For The Sun et al. there was only one issue worth discussing about the EU expansion - the new Eastern European migrants. Their scaremonging is formulaic - they've done this plenty of times before, it's as if they're just going through the motions. It's a pisstake though. They are so ridiculously hyperbolic and lack any sort of genuine analysis you have no choice but to laugh along. This is fairly different to the Oz tabloids. Any humour in Australian tabloids, like The Tele, seems strictly ideological. Like Tim Blair in print, if you like. Not so for The Sun. This is what makes The Sun slightly readable - they know they're shit and they're not pretending to be anything else, everyone is in on the joke. I get the feeling The Tele actually believes it's a paper worth taking seriously.

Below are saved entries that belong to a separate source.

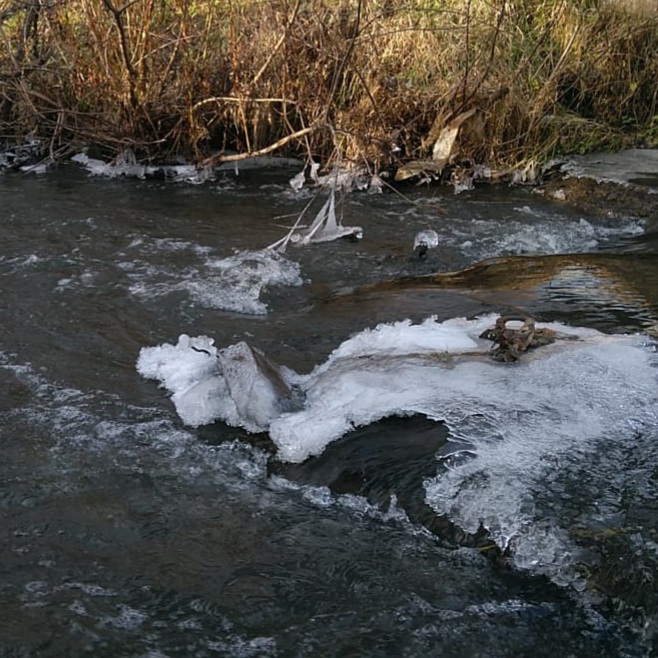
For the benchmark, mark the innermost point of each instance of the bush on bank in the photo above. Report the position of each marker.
(365, 81)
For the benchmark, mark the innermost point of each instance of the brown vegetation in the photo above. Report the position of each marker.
(349, 79)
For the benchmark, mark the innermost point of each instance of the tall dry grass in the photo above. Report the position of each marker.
(349, 79)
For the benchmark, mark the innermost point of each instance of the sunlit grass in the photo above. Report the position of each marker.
(345, 79)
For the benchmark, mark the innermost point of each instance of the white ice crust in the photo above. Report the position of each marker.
(516, 420)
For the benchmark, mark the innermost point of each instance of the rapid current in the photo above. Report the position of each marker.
(405, 504)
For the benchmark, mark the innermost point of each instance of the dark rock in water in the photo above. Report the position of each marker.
(257, 385)
(389, 458)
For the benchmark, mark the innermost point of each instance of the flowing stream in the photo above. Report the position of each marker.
(510, 513)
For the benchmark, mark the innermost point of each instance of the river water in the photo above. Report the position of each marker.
(127, 532)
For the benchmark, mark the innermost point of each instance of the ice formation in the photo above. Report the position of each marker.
(561, 400)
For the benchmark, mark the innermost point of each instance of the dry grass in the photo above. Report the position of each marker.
(345, 79)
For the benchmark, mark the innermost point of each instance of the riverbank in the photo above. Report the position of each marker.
(376, 84)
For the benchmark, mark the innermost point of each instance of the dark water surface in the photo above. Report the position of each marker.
(127, 534)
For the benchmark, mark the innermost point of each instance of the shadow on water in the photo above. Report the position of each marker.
(614, 292)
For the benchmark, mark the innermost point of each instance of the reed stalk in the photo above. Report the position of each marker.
(364, 81)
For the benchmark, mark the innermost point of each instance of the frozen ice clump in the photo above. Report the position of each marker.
(190, 371)
(238, 385)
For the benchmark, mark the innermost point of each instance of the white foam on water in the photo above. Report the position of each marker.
(486, 239)
(531, 231)
(230, 284)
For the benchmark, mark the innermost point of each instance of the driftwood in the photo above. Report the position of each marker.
(510, 343)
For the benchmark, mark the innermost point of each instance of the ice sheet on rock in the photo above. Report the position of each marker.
(190, 371)
(257, 386)
(238, 384)
(529, 418)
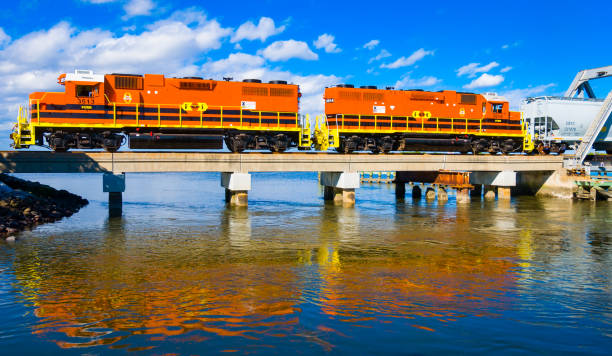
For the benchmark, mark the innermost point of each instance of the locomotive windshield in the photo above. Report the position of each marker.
(86, 90)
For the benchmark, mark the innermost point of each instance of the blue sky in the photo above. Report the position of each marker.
(517, 49)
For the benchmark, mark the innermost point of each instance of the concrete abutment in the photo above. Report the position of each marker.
(237, 186)
(339, 187)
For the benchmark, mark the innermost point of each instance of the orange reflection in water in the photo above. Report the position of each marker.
(226, 300)
(431, 283)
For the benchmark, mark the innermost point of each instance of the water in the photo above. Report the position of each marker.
(180, 273)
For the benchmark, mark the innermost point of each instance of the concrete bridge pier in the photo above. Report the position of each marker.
(502, 181)
(340, 187)
(430, 193)
(237, 186)
(463, 195)
(442, 194)
(476, 192)
(114, 185)
(400, 190)
(416, 192)
(490, 193)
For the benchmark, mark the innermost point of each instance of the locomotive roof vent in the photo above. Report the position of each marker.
(85, 76)
(127, 75)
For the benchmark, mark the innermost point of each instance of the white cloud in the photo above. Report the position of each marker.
(326, 41)
(514, 44)
(132, 8)
(138, 8)
(485, 80)
(264, 29)
(285, 50)
(383, 54)
(244, 66)
(473, 68)
(371, 44)
(169, 46)
(233, 65)
(407, 82)
(515, 96)
(408, 61)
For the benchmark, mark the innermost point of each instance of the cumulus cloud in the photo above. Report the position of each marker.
(326, 41)
(285, 50)
(244, 66)
(515, 96)
(264, 29)
(383, 54)
(474, 68)
(408, 83)
(169, 46)
(132, 8)
(485, 80)
(371, 44)
(234, 65)
(138, 8)
(408, 61)
(514, 44)
(173, 46)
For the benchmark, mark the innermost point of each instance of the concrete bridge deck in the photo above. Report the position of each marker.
(128, 162)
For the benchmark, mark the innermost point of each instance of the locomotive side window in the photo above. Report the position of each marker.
(86, 91)
(497, 108)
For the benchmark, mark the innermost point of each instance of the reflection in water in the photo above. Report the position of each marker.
(318, 277)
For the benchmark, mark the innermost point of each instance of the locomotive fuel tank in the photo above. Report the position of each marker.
(175, 141)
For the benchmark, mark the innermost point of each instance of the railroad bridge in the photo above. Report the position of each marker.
(339, 173)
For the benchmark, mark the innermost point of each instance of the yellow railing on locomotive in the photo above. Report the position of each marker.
(464, 123)
(183, 111)
(458, 125)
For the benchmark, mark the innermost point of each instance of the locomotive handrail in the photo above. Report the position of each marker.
(455, 123)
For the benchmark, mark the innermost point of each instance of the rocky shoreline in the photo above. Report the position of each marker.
(24, 204)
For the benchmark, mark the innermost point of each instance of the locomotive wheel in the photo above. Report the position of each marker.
(346, 146)
(278, 143)
(57, 142)
(236, 144)
(385, 144)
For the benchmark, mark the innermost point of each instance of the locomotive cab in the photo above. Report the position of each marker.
(83, 87)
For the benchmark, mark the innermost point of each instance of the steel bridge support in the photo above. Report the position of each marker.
(114, 185)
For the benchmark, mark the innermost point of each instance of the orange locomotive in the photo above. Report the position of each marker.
(99, 111)
(368, 118)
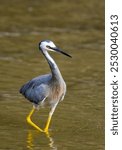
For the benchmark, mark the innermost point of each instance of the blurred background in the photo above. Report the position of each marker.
(78, 28)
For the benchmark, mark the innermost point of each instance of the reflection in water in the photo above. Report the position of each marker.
(30, 141)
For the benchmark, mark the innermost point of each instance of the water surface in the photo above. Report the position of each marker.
(78, 28)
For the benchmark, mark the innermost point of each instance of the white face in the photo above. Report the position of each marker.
(44, 45)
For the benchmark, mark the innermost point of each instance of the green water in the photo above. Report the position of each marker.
(78, 28)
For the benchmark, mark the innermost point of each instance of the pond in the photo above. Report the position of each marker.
(77, 28)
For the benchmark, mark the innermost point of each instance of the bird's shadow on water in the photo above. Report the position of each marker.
(33, 135)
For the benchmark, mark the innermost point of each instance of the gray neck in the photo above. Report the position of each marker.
(53, 66)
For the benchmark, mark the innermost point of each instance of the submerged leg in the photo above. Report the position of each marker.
(30, 122)
(49, 118)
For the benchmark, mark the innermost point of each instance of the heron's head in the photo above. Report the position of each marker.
(47, 45)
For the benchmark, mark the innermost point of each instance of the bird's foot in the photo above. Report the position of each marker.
(34, 125)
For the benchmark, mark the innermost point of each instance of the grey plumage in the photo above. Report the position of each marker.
(46, 89)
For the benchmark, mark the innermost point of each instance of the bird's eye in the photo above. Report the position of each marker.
(48, 46)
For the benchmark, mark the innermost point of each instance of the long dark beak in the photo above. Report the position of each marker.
(60, 51)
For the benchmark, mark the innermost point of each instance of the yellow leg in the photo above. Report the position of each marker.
(30, 122)
(49, 118)
(47, 124)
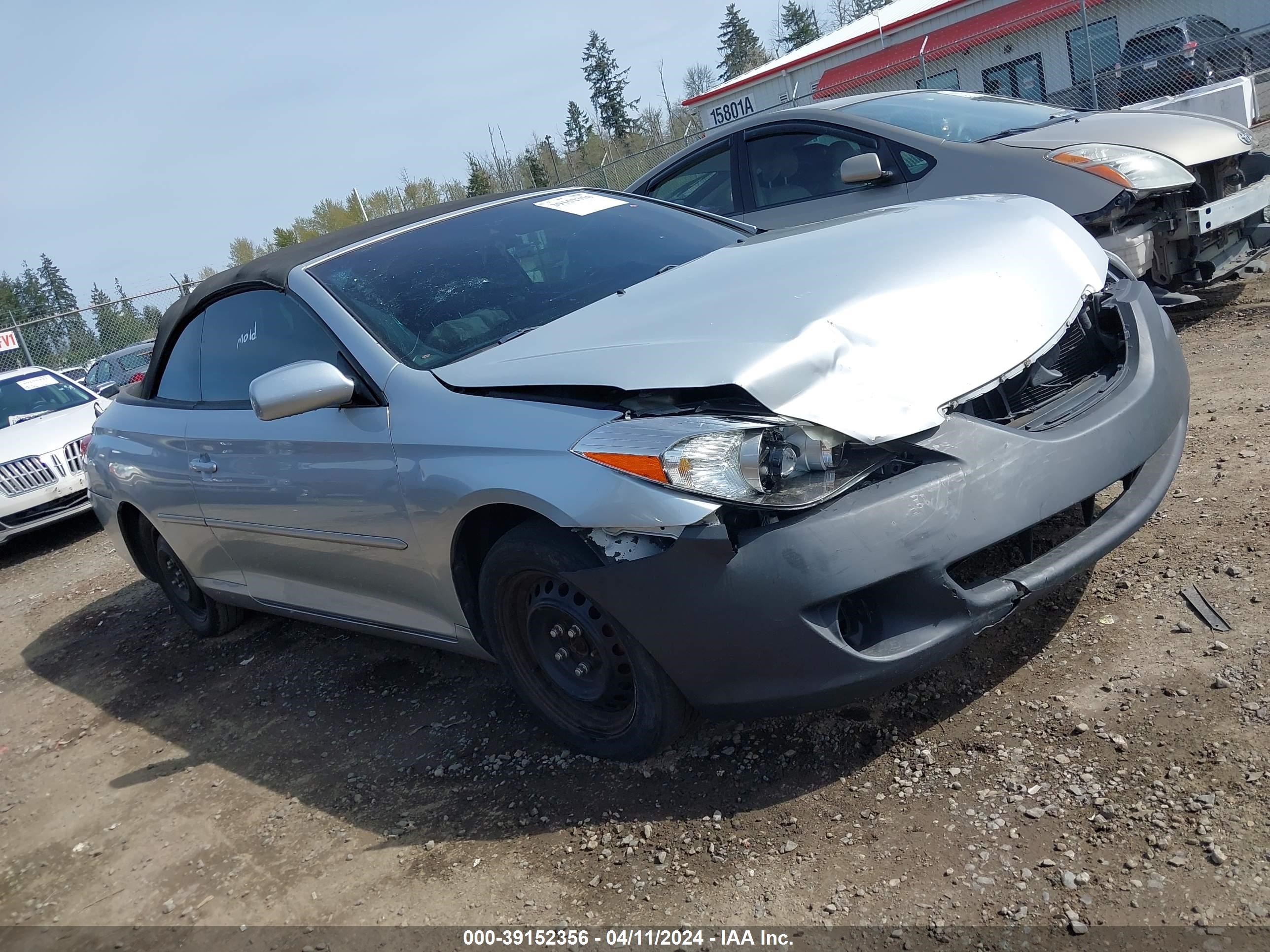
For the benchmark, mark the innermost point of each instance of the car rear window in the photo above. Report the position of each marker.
(959, 117)
(439, 292)
(1152, 45)
(135, 362)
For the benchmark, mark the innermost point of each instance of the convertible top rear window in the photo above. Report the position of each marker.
(442, 291)
(959, 117)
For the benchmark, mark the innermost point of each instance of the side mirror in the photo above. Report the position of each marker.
(298, 389)
(860, 168)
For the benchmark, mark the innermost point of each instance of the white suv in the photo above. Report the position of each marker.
(45, 423)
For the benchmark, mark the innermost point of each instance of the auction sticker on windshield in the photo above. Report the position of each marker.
(43, 380)
(581, 204)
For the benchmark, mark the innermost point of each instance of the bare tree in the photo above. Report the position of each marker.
(698, 79)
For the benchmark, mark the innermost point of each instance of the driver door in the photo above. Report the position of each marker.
(308, 507)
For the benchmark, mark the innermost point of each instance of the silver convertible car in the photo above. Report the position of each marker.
(648, 459)
(1183, 200)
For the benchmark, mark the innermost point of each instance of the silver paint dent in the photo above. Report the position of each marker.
(460, 453)
(625, 546)
(852, 324)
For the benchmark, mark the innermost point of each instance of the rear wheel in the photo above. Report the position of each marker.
(201, 612)
(568, 659)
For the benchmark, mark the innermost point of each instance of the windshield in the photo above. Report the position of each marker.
(1152, 45)
(960, 117)
(440, 292)
(36, 394)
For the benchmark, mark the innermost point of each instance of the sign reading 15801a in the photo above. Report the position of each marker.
(727, 112)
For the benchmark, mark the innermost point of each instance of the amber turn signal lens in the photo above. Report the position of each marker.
(645, 466)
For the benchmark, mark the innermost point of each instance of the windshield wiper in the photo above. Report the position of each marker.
(510, 336)
(1018, 130)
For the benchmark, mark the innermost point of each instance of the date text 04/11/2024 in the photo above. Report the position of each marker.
(625, 938)
(736, 109)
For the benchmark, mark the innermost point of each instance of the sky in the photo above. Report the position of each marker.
(140, 139)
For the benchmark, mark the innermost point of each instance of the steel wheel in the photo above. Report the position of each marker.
(573, 663)
(570, 655)
(179, 585)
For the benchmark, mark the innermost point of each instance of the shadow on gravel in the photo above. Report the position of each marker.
(380, 734)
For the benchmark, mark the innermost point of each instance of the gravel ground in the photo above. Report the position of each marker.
(1099, 759)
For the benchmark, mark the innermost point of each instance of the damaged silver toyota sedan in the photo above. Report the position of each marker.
(648, 459)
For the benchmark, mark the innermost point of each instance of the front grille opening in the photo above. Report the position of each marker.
(1017, 551)
(1084, 362)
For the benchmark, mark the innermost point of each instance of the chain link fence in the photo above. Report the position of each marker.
(76, 340)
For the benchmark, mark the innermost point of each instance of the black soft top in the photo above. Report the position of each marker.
(271, 271)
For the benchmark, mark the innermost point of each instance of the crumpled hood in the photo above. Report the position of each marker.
(1184, 137)
(43, 435)
(868, 325)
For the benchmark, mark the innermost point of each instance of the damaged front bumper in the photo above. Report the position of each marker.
(1200, 244)
(852, 597)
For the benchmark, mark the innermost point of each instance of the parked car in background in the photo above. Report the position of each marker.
(1184, 54)
(117, 370)
(45, 423)
(1180, 199)
(645, 457)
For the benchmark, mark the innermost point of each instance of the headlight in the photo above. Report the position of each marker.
(1134, 169)
(770, 462)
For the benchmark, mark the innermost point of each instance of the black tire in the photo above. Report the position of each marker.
(623, 706)
(200, 611)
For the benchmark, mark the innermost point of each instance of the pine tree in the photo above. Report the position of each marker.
(577, 127)
(607, 84)
(75, 340)
(799, 26)
(478, 179)
(738, 46)
(111, 327)
(534, 169)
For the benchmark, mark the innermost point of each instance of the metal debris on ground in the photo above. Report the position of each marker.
(1203, 609)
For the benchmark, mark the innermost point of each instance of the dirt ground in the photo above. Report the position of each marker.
(1101, 757)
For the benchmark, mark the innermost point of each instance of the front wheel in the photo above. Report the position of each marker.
(568, 659)
(200, 611)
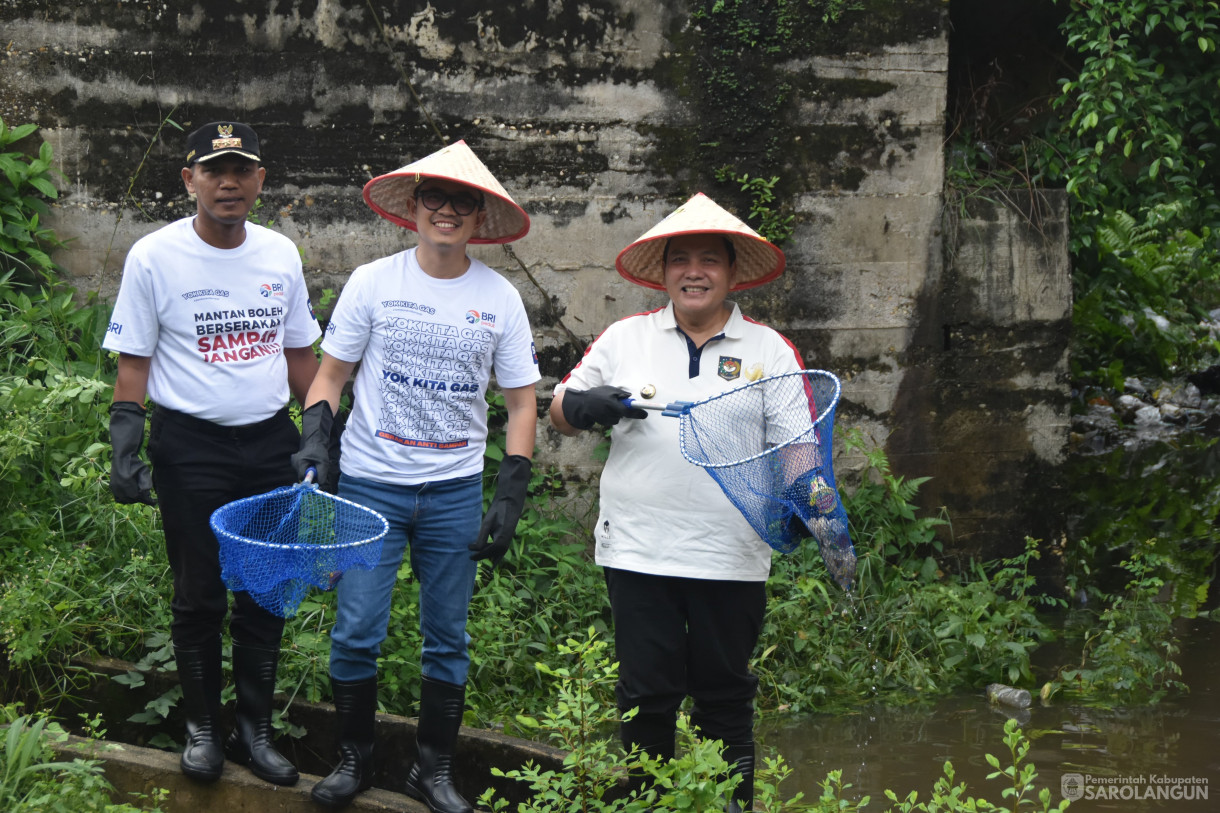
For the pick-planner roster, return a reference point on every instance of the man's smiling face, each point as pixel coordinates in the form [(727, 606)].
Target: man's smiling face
[(698, 275)]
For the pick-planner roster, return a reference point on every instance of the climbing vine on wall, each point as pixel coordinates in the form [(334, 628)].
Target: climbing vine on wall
[(743, 99)]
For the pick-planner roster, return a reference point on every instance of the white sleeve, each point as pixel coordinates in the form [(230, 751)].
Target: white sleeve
[(134, 325), (300, 324), (515, 360), (347, 335)]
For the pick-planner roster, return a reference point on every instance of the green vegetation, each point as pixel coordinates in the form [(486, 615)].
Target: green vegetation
[(1131, 133), (595, 773), (34, 780), (82, 575)]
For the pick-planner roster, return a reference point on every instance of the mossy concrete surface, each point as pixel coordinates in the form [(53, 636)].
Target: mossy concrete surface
[(478, 751), (599, 117), (134, 769)]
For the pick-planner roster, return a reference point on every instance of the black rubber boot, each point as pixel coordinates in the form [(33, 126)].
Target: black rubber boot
[(199, 674), (652, 734), (431, 779), (251, 741), (355, 706), (741, 762)]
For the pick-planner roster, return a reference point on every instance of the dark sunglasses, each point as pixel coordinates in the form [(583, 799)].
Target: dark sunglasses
[(436, 199)]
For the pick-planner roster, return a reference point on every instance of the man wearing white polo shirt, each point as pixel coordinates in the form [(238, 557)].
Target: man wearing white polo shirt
[(686, 571)]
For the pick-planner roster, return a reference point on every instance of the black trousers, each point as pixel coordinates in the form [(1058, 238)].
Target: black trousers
[(197, 468), (686, 636)]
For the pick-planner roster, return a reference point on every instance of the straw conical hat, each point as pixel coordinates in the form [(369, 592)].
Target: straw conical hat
[(758, 260), (388, 193)]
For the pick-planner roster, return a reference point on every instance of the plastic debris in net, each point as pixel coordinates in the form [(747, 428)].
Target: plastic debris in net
[(276, 546), (769, 446)]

The other interesting issue raised by the EU expansion/new migrants brouhaha is the fact that this is not directly an asylum immigration issue. After Howard did His Thing with Australia's asylum seekers and the critics eventually shrugged their shoulders and muttered "Whatever", one of the few positives that seemed to come out the whole issue was that the heat had been taken out of the broader immigration issue, the One Nation-ish-right's thunder had been stolen again. Some drew the connection to Britain and Tony Blair's reluctance to take as harsh a stance as Howard. If only Blair would take a similarly harsh stance, the issue would go away. Yet the debate in Britain does not seem remotely concerned with asylum migration at the moment - the same heat would be on the Eastern European issue whether Blair took the Howard line or not. It was clearly overly-simplistic to have drawn the connections between Australia and Britain at the end of Australia's asylum seeker debate. I was sorta wrong then, as I'm sure I said something like that at the time.
I have nothing more to say about the EU expansion as I've only been reading The Sun. Sorry 'bout that.